Боль, как острые ножи, колола шамана. Он ответил сердито:
— Умные мысли — тяжелые, глупые — легкие.
— Правильно сказал ты! — обрадовался старшина.
Он тоже вдруг согнулся, так что живот его лег на снег, с хрустом проломив наст, который легко выдерживал годовалого медведя. Теперь оба касались друг друга малахаями, словно две собаки, обнюхивающие друг друга.
— Меня тоже иногда тянет вот так согнуться, — пояснил Амек. — Думаю: что такое? А это умные мысли пришли.
— Какие новости? — спросил шаман.
Старшина глубокомысленно помолчал.
— Какие новости? У меня не бывает новостей. Всегда сыт, наевшись — сплю, отдохну — снова ем… Без новостей лучше живется.
Боль вдруг отпустила Кыквата. Он медленно, еще не веря сам себе, выпрямился, прислушался. Радостно вздохнул.
— Кончились умные мысли? — Амек тоже выпрямился.
Кыкват почувствовал радостное облегчение и умиротворение.
Ответил наставительно:
— Умные мысли — тяжелые, зато потом с ними легко жить, — он даже прошелся. — Очень легко. А глупому тяжело жить.
— Наверное, опять правильно говоришь, — подтвердил старшина. Плотно позавтракав вкусными нерпичьими колбасками, он забыл огорчение от вчерашнего неудачного сватовства. До чего легко умному человеку, даже взлететь хочется!
Оба задрали головы к небу. Яркий месяц заливал все вокруг ослепительным сиянием.

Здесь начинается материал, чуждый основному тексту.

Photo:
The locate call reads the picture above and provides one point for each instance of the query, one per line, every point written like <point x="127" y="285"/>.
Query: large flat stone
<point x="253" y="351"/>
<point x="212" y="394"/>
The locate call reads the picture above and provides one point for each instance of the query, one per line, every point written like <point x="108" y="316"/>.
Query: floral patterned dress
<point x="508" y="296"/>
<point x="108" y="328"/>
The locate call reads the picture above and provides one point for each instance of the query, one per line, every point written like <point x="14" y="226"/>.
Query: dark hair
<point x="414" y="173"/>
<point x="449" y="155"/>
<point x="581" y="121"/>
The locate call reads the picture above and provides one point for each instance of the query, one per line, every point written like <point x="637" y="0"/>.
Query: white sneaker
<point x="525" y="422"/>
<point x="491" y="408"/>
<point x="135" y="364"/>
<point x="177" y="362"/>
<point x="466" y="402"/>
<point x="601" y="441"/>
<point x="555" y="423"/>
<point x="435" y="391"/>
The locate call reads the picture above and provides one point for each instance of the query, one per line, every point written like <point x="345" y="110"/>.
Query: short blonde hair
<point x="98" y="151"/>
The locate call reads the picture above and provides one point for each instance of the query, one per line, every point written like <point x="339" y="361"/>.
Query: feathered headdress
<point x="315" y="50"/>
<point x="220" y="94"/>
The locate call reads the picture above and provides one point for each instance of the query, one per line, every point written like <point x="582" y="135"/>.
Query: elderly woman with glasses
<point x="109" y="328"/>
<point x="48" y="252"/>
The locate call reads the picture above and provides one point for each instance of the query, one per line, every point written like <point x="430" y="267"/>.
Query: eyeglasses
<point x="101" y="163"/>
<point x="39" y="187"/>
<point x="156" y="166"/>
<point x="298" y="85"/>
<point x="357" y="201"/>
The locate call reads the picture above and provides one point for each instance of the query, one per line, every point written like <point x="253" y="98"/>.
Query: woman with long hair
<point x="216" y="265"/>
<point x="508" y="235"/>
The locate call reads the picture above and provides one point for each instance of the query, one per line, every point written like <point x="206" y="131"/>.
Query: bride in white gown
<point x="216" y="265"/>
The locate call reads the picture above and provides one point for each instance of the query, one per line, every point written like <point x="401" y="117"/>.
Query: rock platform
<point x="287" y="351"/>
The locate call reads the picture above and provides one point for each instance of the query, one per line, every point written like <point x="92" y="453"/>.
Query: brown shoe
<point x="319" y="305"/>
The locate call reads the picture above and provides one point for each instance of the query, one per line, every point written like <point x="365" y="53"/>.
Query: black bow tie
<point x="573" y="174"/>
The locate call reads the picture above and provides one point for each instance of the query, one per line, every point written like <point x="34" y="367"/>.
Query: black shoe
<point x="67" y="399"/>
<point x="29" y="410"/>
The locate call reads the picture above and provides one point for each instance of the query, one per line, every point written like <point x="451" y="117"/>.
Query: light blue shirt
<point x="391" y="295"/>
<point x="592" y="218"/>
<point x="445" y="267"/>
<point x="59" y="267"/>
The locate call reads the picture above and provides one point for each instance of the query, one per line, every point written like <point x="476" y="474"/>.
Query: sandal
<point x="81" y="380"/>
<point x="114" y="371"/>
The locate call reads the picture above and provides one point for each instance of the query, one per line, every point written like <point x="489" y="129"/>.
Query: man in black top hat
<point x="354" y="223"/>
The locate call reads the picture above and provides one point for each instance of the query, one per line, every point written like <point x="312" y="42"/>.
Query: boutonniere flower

Но казалось, от него струится холод…
— Не возвращается Солнце. Пора готовиться к Большому камланию. Дары хорошие соберешь для Сверху Сидящего.
— Пора, пора, — поддакнул старшина, но тут же спохватился. — Уже не раз собирали…
Ведь ему, старшине, придется самые лучшие дары принести, чтобы все видели: его дары — самые лучшие. Правда, Сверху Сидящему отдать, а все равно жалко.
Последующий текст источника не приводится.